The math framework now focuses on concepts of social justice, political activism, and environmental justice. Opponents argue that the emphasis on these topics detracts from mastering math skills.
On the other hand, proponents, such as Mary Nicely, the state’s chief deputy superintendent of public instruction, believe that the framework provides equitable access to math instruction.
“The framework has struck a great balance in new ways to engage students in developing a love for math while supporting those on an accelerated path,” Ms. Nicely said in a statement.
“Our State Superintendent is a champion of equity and excellence, and it is our core mission that every child—regardless of race, ZIP code, or background—has access to a quality education.”
According to a report by Education Week, the 1,000-page guidance seeks to put meaning-making at the center of the math classroom. It promotes a focus on problem-solving and applying math knowledge to real-world situations.

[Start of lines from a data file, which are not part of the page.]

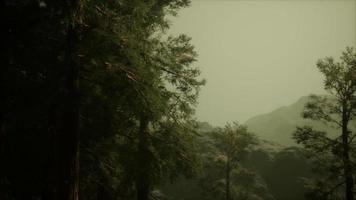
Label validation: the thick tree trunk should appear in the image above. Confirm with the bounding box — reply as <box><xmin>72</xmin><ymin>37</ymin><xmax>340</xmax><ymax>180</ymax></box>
<box><xmin>341</xmin><ymin>103</ymin><xmax>354</xmax><ymax>200</ymax></box>
<box><xmin>226</xmin><ymin>156</ymin><xmax>231</xmax><ymax>200</ymax></box>
<box><xmin>136</xmin><ymin>116</ymin><xmax>151</xmax><ymax>200</ymax></box>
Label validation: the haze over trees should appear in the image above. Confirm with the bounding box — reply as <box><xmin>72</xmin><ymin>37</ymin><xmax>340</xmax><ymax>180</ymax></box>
<box><xmin>294</xmin><ymin>48</ymin><xmax>356</xmax><ymax>200</ymax></box>
<box><xmin>0</xmin><ymin>0</ymin><xmax>356</xmax><ymax>200</ymax></box>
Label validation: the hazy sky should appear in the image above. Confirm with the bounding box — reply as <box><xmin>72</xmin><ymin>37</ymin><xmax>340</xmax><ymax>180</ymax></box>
<box><xmin>170</xmin><ymin>0</ymin><xmax>356</xmax><ymax>125</ymax></box>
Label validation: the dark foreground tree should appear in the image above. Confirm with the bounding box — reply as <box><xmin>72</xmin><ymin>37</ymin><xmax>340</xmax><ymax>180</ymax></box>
<box><xmin>294</xmin><ymin>48</ymin><xmax>356</xmax><ymax>200</ymax></box>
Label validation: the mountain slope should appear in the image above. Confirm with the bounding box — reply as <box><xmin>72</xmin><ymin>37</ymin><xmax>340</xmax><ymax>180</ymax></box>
<box><xmin>245</xmin><ymin>97</ymin><xmax>335</xmax><ymax>146</ymax></box>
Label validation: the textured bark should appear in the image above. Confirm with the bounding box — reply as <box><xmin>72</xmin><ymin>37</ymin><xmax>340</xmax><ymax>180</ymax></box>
<box><xmin>43</xmin><ymin>0</ymin><xmax>79</xmax><ymax>200</ymax></box>
<box><xmin>136</xmin><ymin>116</ymin><xmax>150</xmax><ymax>200</ymax></box>
<box><xmin>341</xmin><ymin>102</ymin><xmax>354</xmax><ymax>200</ymax></box>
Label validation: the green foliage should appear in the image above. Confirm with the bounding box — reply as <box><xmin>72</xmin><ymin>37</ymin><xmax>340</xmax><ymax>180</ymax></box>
<box><xmin>294</xmin><ymin>48</ymin><xmax>356</xmax><ymax>200</ymax></box>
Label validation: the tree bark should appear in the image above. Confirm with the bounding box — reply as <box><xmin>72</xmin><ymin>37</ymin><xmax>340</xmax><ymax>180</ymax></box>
<box><xmin>136</xmin><ymin>116</ymin><xmax>151</xmax><ymax>200</ymax></box>
<box><xmin>341</xmin><ymin>102</ymin><xmax>354</xmax><ymax>200</ymax></box>
<box><xmin>43</xmin><ymin>0</ymin><xmax>79</xmax><ymax>200</ymax></box>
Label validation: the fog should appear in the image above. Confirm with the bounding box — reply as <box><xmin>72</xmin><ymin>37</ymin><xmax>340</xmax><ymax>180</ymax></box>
<box><xmin>170</xmin><ymin>0</ymin><xmax>356</xmax><ymax>125</ymax></box>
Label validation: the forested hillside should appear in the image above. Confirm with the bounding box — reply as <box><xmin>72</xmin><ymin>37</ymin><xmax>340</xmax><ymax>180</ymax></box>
<box><xmin>0</xmin><ymin>0</ymin><xmax>356</xmax><ymax>200</ymax></box>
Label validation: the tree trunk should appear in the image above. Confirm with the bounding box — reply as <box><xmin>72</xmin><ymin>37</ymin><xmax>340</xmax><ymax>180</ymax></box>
<box><xmin>43</xmin><ymin>4</ymin><xmax>79</xmax><ymax>200</ymax></box>
<box><xmin>226</xmin><ymin>156</ymin><xmax>231</xmax><ymax>200</ymax></box>
<box><xmin>341</xmin><ymin>103</ymin><xmax>354</xmax><ymax>200</ymax></box>
<box><xmin>136</xmin><ymin>116</ymin><xmax>151</xmax><ymax>200</ymax></box>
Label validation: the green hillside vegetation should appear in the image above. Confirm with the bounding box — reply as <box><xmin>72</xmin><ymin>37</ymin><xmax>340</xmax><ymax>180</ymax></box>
<box><xmin>245</xmin><ymin>96</ymin><xmax>337</xmax><ymax>147</ymax></box>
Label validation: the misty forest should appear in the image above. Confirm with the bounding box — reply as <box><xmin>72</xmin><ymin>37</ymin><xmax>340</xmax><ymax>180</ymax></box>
<box><xmin>0</xmin><ymin>0</ymin><xmax>356</xmax><ymax>200</ymax></box>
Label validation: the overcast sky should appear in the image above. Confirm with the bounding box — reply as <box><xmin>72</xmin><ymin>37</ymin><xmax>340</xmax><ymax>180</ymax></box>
<box><xmin>170</xmin><ymin>0</ymin><xmax>356</xmax><ymax>125</ymax></box>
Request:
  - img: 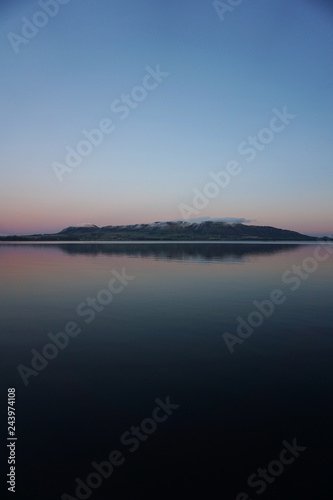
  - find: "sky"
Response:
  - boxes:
[0,0,333,235]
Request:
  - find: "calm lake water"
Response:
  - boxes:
[0,243,333,500]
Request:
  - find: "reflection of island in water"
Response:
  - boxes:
[53,243,300,262]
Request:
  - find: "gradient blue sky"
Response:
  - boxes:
[0,0,333,235]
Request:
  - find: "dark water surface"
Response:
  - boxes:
[0,243,333,500]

They want math to be culturally relevant. The problem is it is all from a hardcore left ideology.
LITTLE ATTENTION TO CONTENT STANDARDS
Opponent, former teacher Michael Malione of SaveMath.net said there was a lack of vetting for the concept of “big ideas” and the limited involvement of individuals with advanced math degrees in its development.
Mr. Malione argues on his website that the framework’s focus on “social justice” will harm students and that it devotes too little attention to math content standards.

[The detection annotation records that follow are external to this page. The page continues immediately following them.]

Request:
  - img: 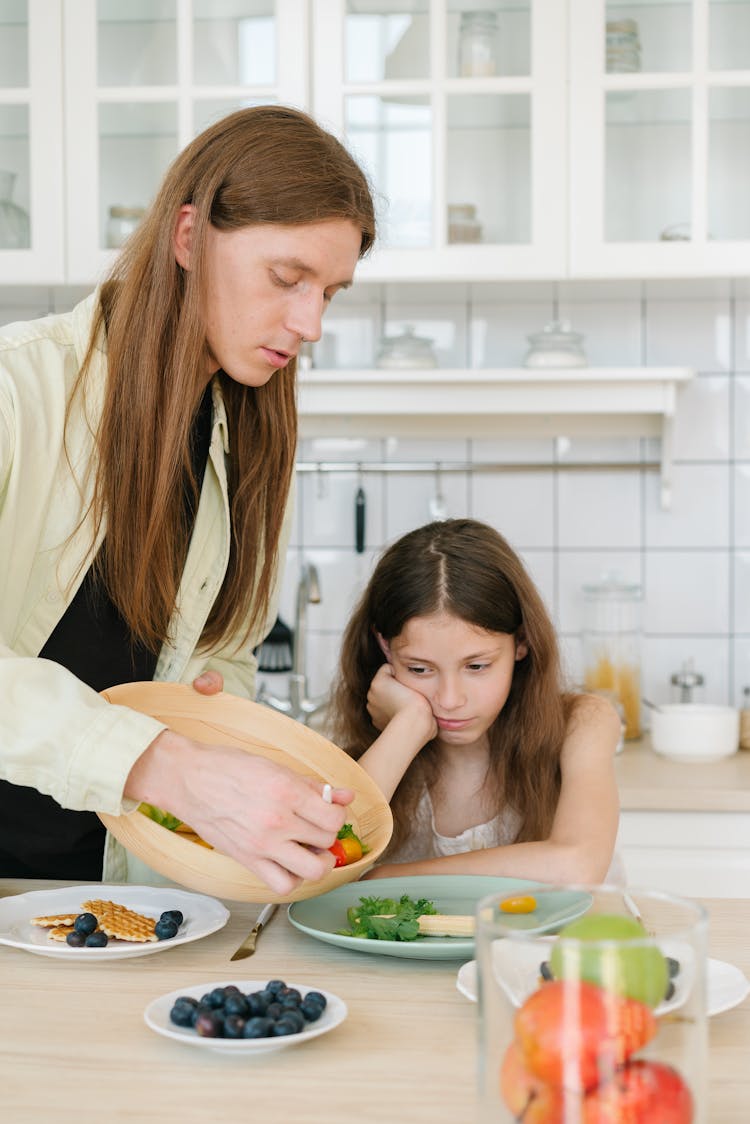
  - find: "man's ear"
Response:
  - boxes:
[172,203,196,270]
[372,628,394,663]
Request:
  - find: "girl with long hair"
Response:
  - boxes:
[332,519,620,882]
[0,106,374,892]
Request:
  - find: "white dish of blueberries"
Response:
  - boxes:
[0,882,229,963]
[144,979,347,1054]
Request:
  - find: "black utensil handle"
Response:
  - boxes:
[354,488,365,554]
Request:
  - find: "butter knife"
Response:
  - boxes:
[229,904,279,960]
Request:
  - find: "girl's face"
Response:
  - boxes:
[387,613,527,745]
[174,211,361,387]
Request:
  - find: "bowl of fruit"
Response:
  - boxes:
[477,887,707,1124]
[100,682,392,901]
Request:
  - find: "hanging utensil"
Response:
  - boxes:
[428,463,448,520]
[354,471,367,554]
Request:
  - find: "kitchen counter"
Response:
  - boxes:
[0,880,750,1124]
[615,736,750,812]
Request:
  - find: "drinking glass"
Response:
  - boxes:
[476,886,708,1124]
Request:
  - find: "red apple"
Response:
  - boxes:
[581,1061,693,1124]
[515,980,657,1089]
[500,1042,566,1124]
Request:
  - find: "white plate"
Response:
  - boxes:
[455,957,750,1017]
[143,980,347,1054]
[0,882,229,963]
[289,874,591,960]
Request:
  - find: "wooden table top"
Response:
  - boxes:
[0,880,750,1124]
[615,736,750,812]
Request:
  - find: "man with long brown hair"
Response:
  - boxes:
[0,106,374,894]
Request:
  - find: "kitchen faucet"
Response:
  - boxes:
[257,562,327,725]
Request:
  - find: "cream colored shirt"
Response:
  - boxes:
[0,293,291,879]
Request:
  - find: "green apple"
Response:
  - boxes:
[550,914,669,1007]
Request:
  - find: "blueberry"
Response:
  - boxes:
[170,999,196,1026]
[224,988,250,1018]
[299,997,323,1023]
[73,914,99,936]
[196,1010,224,1039]
[245,991,269,1015]
[277,1010,305,1034]
[224,1015,245,1039]
[154,917,179,941]
[159,909,184,927]
[242,1015,274,1039]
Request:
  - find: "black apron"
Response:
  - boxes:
[0,383,211,881]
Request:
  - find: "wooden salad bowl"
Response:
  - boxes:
[99,682,394,903]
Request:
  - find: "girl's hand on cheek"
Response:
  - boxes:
[368,663,437,742]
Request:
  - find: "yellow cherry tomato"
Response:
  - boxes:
[500,894,536,913]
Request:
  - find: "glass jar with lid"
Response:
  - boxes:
[107,206,146,250]
[376,325,437,370]
[524,320,588,368]
[584,574,642,741]
[459,11,497,78]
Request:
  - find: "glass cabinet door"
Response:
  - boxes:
[570,0,750,275]
[0,0,63,283]
[313,0,566,279]
[65,0,307,282]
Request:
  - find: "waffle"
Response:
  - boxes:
[31,910,80,928]
[47,925,73,941]
[83,898,159,943]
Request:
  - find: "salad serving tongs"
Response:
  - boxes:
[229,903,279,960]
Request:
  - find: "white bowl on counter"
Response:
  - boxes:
[651,703,740,761]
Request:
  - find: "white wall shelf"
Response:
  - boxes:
[299,368,694,508]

“Typically, a curriculum framework would orient around the content standards regarding when and how they should be taught—to guide educators, parents, and textbook publishers. The SFR draft framework does not,” he states on his website.
Mr. Malione points out that the framework promotes the use of math to explore concepts of fairness concerning various social issues and encourages student political activism. It also emphasizes racial justice, equity, gender inclusivity, and trauma-informed pedagogy in math education.

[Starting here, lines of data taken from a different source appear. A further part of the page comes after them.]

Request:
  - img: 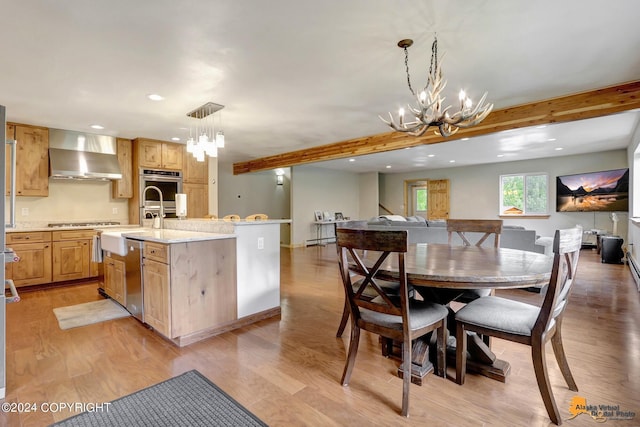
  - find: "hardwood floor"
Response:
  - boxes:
[0,245,640,426]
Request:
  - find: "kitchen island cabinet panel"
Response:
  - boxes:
[142,259,173,338]
[171,239,237,337]
[104,256,127,307]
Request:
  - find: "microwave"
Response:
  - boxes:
[139,168,182,220]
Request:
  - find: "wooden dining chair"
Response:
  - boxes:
[447,219,502,306]
[455,227,582,425]
[447,219,502,248]
[336,228,449,416]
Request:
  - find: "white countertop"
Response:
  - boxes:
[115,228,236,244]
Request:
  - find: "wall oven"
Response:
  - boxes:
[139,168,182,220]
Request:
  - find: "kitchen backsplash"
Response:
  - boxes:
[5,180,129,228]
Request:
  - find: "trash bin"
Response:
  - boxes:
[600,236,624,264]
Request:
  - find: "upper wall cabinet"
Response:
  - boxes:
[182,148,209,184]
[111,138,133,199]
[7,124,49,197]
[134,138,184,170]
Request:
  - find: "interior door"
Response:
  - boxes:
[404,179,449,219]
[427,179,449,219]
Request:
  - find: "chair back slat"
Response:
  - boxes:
[534,227,582,333]
[447,219,502,248]
[336,228,408,322]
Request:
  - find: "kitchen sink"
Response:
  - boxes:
[100,228,149,256]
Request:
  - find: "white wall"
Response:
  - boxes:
[380,150,628,236]
[5,179,129,225]
[207,158,219,216]
[354,172,380,219]
[219,162,291,245]
[291,166,362,246]
[625,120,640,263]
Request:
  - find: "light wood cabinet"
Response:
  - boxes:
[134,138,184,170]
[104,256,127,307]
[52,230,98,282]
[14,124,49,197]
[142,239,237,346]
[111,138,133,199]
[5,231,51,287]
[182,147,209,184]
[182,183,209,218]
[142,251,172,338]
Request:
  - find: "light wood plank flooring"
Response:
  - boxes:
[0,245,640,426]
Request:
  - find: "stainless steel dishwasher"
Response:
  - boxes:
[124,239,144,322]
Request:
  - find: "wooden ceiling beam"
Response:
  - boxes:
[233,80,640,175]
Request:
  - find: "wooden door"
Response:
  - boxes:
[15,125,49,197]
[427,179,449,219]
[53,240,91,282]
[142,259,173,338]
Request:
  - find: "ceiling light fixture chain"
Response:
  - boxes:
[380,35,493,137]
[187,102,224,162]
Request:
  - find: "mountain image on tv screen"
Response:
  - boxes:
[556,168,629,212]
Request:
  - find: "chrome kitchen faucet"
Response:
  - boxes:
[140,185,164,230]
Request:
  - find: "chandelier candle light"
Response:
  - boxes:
[187,102,224,162]
[379,37,493,137]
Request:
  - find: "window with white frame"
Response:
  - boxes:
[500,173,549,216]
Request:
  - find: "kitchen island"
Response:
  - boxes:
[103,219,289,346]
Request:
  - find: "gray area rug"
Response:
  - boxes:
[53,299,131,329]
[52,370,267,427]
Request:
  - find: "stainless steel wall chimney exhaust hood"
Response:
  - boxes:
[49,129,122,180]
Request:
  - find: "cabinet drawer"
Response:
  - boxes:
[144,242,170,264]
[51,230,96,242]
[7,231,51,245]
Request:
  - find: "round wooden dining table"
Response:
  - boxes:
[362,243,553,384]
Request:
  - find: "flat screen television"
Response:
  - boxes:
[556,168,629,212]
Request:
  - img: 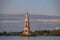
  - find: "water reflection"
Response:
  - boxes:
[24,37,29,40]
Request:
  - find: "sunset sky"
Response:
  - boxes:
[0,0,60,16]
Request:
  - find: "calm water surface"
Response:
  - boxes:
[0,36,60,40]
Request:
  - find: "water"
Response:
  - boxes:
[0,14,60,32]
[0,36,60,40]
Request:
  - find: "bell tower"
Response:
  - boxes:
[23,12,30,36]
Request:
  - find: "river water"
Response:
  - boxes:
[0,36,60,40]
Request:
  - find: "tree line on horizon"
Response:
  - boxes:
[0,30,60,36]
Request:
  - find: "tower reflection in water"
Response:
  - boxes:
[24,37,29,40]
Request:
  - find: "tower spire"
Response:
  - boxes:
[23,12,30,35]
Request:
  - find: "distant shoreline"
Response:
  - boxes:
[0,30,60,36]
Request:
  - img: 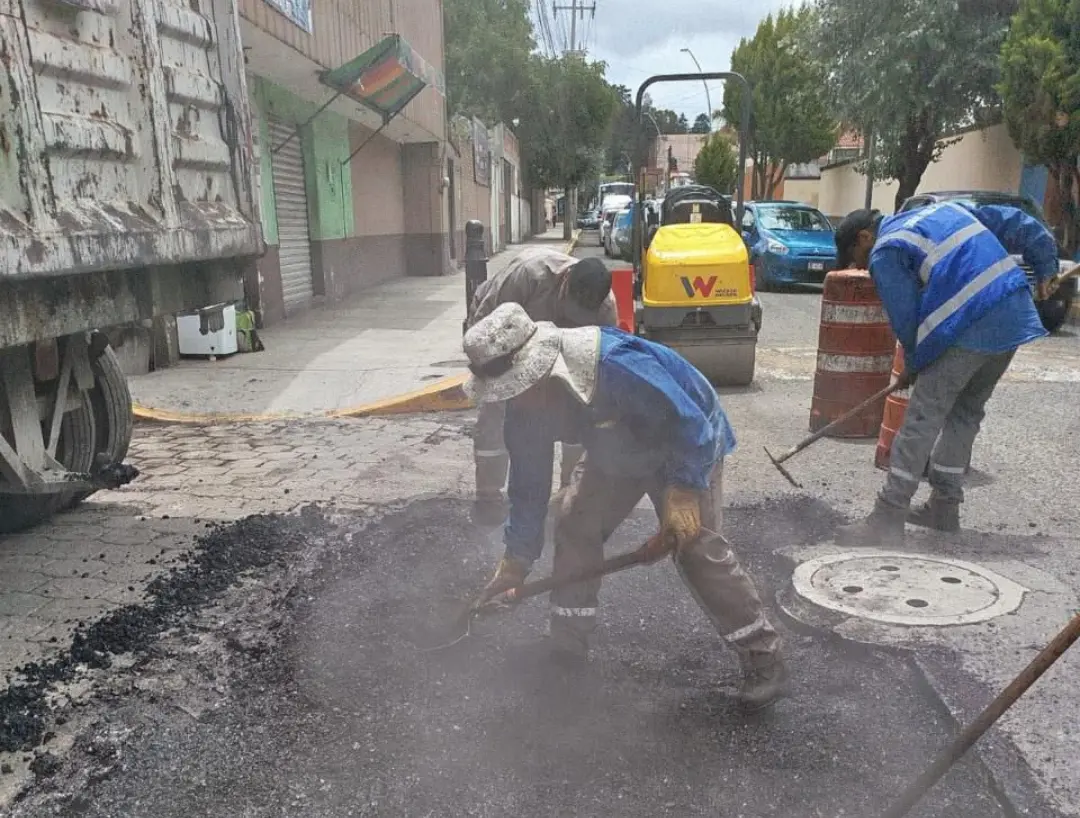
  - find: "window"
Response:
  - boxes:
[758,206,833,230]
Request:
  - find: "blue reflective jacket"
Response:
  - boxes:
[503,326,735,562]
[870,202,1057,371]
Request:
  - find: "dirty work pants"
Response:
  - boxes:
[473,403,584,500]
[879,347,1015,508]
[551,454,780,668]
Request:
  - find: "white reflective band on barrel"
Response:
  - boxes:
[724,613,767,642]
[818,352,892,372]
[919,220,988,284]
[915,256,1016,344]
[821,304,887,324]
[930,462,967,474]
[889,466,919,483]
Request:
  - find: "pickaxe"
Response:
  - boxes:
[765,377,910,488]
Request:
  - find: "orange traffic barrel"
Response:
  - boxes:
[874,341,912,471]
[810,270,896,438]
[611,267,634,333]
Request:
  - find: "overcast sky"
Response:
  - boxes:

“One would think the proposed math framework would focus on describing how to convey the required math subject content in detail, but unfortunately, it does not,” his website states.”
The California State Board of Education states that the framework aims to align math concepts across grade levels, ensure equal access to high school math pathways, provide multiple approaches to support student progress, expand course options, and develop data literacy skills.
The guidance outlines key strategies such as structuring math instruction around integrated “big ideas,” emphasizing problem-solving and critical thinking, connecting math to real-world applications, incorporating culturally relevant content, fostering inquiry-based learning, and promoting fluency in math concepts and algorithms.
Linda Darling-Hammond, president of the California State Board of Education, praised the framework for its focus on excellence with equity.
Equity is Marxism in 2023.
“It replaces a focus on ‘math class’ with something more akin to a sociology class, adopting a politicized stance of learning and applying math in a one-sided interpretation,” Mr. Malione states on his website.
According to Bill Evers, director of the Center on Educational Excellence at the Independent Institute, the framework remained highly politicized after revising an earlier version.
In a previous statement to The Epoch Times, Mr. Evers said he believes that the curriculum emphasizes political and teaching dogma, with math problems still framed within social and environmental contexts.
“They still want the teachers to be social justice warriors themselves, and they want them to turn out new social justice warriors and environmental activists,” he said.